Je regardai autour de moi. L’appartement correspondait à celui que je venais de « quitter », à quelques détails près. Isaac ne se trouvait plus là, et il n’y avait personne d’autre, à part moi. Cool, pour l’instant, ça se déroule pas trop mal, songeai-je, confiante.

Il restait néanmoins une question en suspens. À quelle époque évoluai-je désormais ? Je l’ignorais, et cela me préoccupait. En jouant avec les boutons du pendentif, j’avais fait en sorte de remonter un peu plus tôt que le quatorze juillet. J’aurais pu retourner un an pile dans le passé, et intervenir malgré tout, mais pour attirer toutes les chances de mon côté et éviter l’échec ou la perte de temps, j’avais décidé de revenir au dix, à la rencontre entre les deux adolescents que je devais empêcher à tout prix. On pouvait dire que sort du monde se jouait ce soir.

Voilà la raison pour laquelle je tenais à m’assurer de la date d’aujourd’hui, même si ça me paraissait bien illusoire, comme repère ; en cas d’erreur, il fallait que je la rectifiasse au plus vite. Je replaçai rapidement le pendentif dans le col de mon pull et traversai le salon avant de quitter en vitesse l’appartement et de redescendre quatre à quatre les marches de l’immeuble, duquel je sortis en courant. C’est parti !

Enquêter à l’extérieur constituait le meilleur moyen de vérifier la date. Il faisait nuit, avec une météo clémente. Des drapeaux tricolores décoraient la rue des Francs-Bourgeois, et une foule de voitures empruntaient la route, dans un vacarme de tous les diables. Je constatai avec surprise qu’un vieil homme conduisait une calèche rouge, guidant par les rênes un imposant cheval de trait, bai avec des balzanes ainsi qu’une liste sur le chanfrein ; des touristes siégeaient dans le véhicule.

Je les regardai passer, eux et toute la foule de Parisiens qui se promenaient cette nuit, possiblement pour préparer la fête du quatorze juillet ? Ces indices me confirmaient mon atterrissage au jour prévu. Mais cela manquait de précisions.

Je me dirigeai vers l’est, esquivant avec habileté les passants qui me fonçaient dessus plus qu’ils n’arrivaient en sens inverse, croisant des cafés et des boutiques. Des odeurs de nourriture me chatouillaient le nez, et on pouvait apercevoir les lumières allumées aux fenêtres des bâtiments. Profitez-en, pensai-je en passant à côté d’un jeune couple qui s’embrassait. Car ce seront vos derniers moments de bonheur. Je secouai la tête, désabusée ; il était temps que l’empereur reprît les choses en main. Parmi la foule, j’entendis des conversations dans lesquelles on évoquait la fête nationale qui approchait à grand pas. Un large sourire se dessina sur mon visage, sourire qui s’accentua lorsque j’aperçus la date d’aujourd’hui sur un journal exposé dans un kiosque : le dix juillet deux-mille-douze.

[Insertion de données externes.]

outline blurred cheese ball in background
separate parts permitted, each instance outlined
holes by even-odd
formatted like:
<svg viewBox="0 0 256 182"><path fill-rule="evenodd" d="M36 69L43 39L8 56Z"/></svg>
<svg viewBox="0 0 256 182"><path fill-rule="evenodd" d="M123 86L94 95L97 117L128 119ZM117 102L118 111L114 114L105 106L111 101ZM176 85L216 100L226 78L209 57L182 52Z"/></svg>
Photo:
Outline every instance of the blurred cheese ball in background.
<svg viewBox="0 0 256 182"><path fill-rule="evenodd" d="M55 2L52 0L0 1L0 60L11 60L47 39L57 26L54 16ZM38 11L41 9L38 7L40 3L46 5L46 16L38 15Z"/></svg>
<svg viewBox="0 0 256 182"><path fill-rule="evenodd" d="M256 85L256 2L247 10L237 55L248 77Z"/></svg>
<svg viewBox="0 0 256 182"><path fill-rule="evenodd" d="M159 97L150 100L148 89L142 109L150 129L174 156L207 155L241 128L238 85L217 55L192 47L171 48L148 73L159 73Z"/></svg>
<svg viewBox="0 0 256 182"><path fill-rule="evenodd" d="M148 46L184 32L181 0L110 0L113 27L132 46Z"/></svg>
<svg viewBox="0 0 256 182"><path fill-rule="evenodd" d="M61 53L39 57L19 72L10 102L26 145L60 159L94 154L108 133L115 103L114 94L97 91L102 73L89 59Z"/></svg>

Eh bien, je me trouvais à bon port, d’après ces constats. La date était bonne. Il ne restait plus dans ce cas qu’à lancer le plan, et pour que cela se réalisât, je devais voir quelqu’un. Après plusieurs mètres, les mains dans les poches, je devinai les contours d’un grand édifice se dessiner dans l’obscurité. D’abord vague, sa silhouette se précisa petit à petit, jusqu’à ce que je finisse par arriver à sa hauteur.

Il restait le même malgré l’année écoulée. Le couvent Saint-Louré conservait sa grandeur et son côté majestueux. La fontaine en pierre se trouvait également là, mais puisque c’était le soir, elle ne fonctionnait pas et l’eau n’en jaillissait plus. L’endroit regorgeait de buissons et d’herbe, et un petit chemin en pierre menait jusqu’à deux lourdes portes, que je poussai avec difficulté pour les ouvrir.

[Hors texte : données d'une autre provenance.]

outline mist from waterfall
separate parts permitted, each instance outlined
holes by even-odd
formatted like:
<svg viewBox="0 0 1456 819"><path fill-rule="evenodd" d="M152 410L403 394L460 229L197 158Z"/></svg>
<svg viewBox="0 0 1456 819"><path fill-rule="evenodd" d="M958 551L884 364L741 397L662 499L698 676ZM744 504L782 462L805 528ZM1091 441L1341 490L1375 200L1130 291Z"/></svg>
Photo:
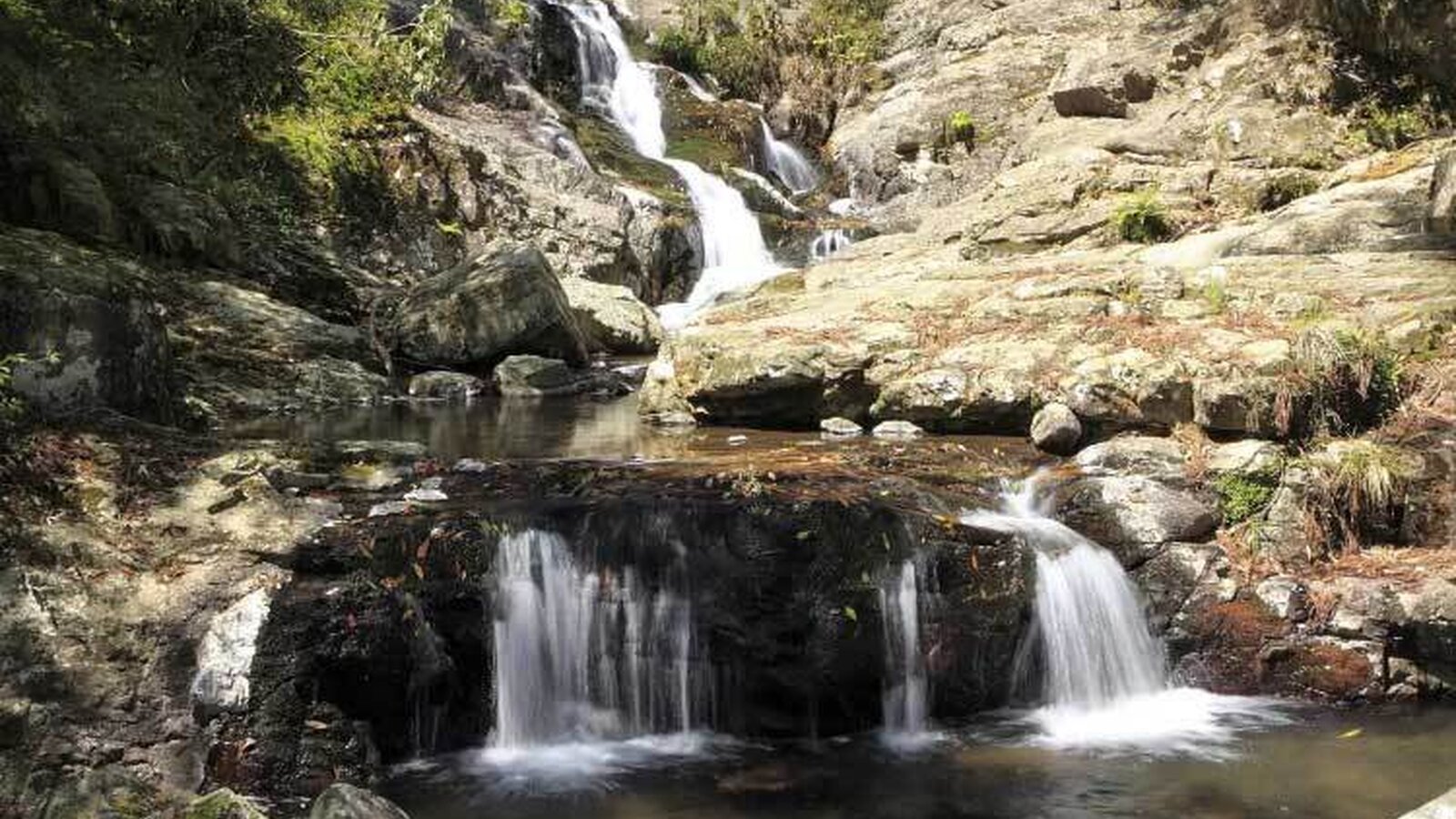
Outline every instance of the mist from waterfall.
<svg viewBox="0 0 1456 819"><path fill-rule="evenodd" d="M600 0L562 6L577 34L581 96L606 111L632 138L636 152L671 166L687 187L703 239L703 271L681 303L662 305L662 325L686 325L725 293L745 290L779 273L759 219L743 194L683 159L667 157L662 103L649 67L635 61L622 28Z"/></svg>
<svg viewBox="0 0 1456 819"><path fill-rule="evenodd" d="M1019 535L1035 549L1037 590L1024 678L1040 678L1035 742L1207 753L1233 732L1278 716L1262 700L1178 686L1137 587L1112 552L1053 520L1029 478L1000 512L968 526ZM1037 673L1025 673L1026 665Z"/></svg>
<svg viewBox="0 0 1456 819"><path fill-rule="evenodd" d="M550 532L505 535L496 554L495 736L521 749L686 733L705 716L687 597L630 568L578 565Z"/></svg>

Je débarquai alors dans une grande cour extérieure plongée dans la pénombre, qui contenait un grand bassin et une chapelle. Aucun bruit ne me parvenait, la majorité des occupants dormait sûrement. Tant mieux, le moins de personnes possible devaient se douter de ma présence. Il fallait que j’agisse discrètement.

Un frisson me parcourut l’échine. J’avais oublié de reprendre mon manteau, avant de partir, et maintenant, le froid m’agressait. Je jetai furtivement un coup d’œil aux alentours pour m’assurer que personne ne me suivait, et vérification faite, me frictionnai nerveusement les bras avant de poursuivre ma route.

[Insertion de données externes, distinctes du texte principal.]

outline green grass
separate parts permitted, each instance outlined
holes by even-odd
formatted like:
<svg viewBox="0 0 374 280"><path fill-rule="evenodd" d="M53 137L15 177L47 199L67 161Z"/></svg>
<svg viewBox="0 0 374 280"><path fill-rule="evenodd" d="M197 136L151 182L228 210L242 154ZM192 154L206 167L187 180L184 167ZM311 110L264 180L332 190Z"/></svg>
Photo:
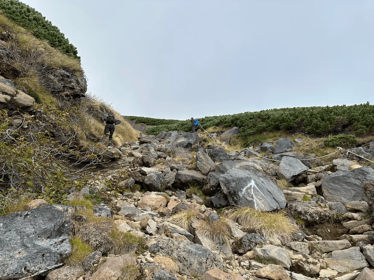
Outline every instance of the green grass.
<svg viewBox="0 0 374 280"><path fill-rule="evenodd" d="M70 243L71 245L71 252L65 261L65 264L72 267L81 266L82 260L88 254L93 252L94 249L77 237L71 239Z"/></svg>
<svg viewBox="0 0 374 280"><path fill-rule="evenodd" d="M303 199L301 199L303 201L313 201L309 196L307 196L306 195L304 195L304 196L303 197Z"/></svg>

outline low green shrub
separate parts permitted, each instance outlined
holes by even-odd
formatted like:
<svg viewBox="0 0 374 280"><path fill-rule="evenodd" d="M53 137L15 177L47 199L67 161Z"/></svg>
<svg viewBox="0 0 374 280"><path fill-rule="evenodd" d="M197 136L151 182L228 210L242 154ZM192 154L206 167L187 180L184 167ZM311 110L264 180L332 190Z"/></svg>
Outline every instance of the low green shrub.
<svg viewBox="0 0 374 280"><path fill-rule="evenodd" d="M330 136L325 140L327 147L336 147L341 146L344 148L354 147L358 143L357 139L351 134L340 134Z"/></svg>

Je traversai la cour à pas de loup, grelottant de plus belle suite à une violente bourrasque d’air frais, et pénétrai à l’intérieur du bâtiment en poussant deux autres portes. Le silence demeurait omniprésent, quoiqu’il me semblât discerner des bruits de pas, à l’étage. Les religieuses représentaient une grande part de ceux qui vivaient ici, mais pas seulement, si l’on tenait compte des enfants, adolescents et autres jeunes. L’une d’eux m’intéressait d’ailleurs particulièrement, ce qui justifiait ma présence en ces lieux.

Le sol carrelé du couvent s’accordait avec les quelques lampes vétustes qui éclairaient les vastes couloirs de l’édifice. Je rencontrai des difficultés à me repérer, mais il se trouvait quelqu’un avec qui il me fallait m’entretenir. Il devait être le premier au courant de ma visite et j’ignorais comment il réagirait en notant ma présence.

J’empruntai quelques allées au hasard, et après un passage devant maintes et maintes portes, jusqu’à me perdre, j’arrivai à celle qui m’intéressait, une lueur de victoire dans le regard : en haut, un écriteau en bois indiquait sobrement « Bureau de la direction ». De la lumière filtrait en dessous de la porte, preuve de la présence de quelqu’un dans la pièce. Parfait, il ne dormait pas, même si le contraire m’aurait quand même franchement étonnée.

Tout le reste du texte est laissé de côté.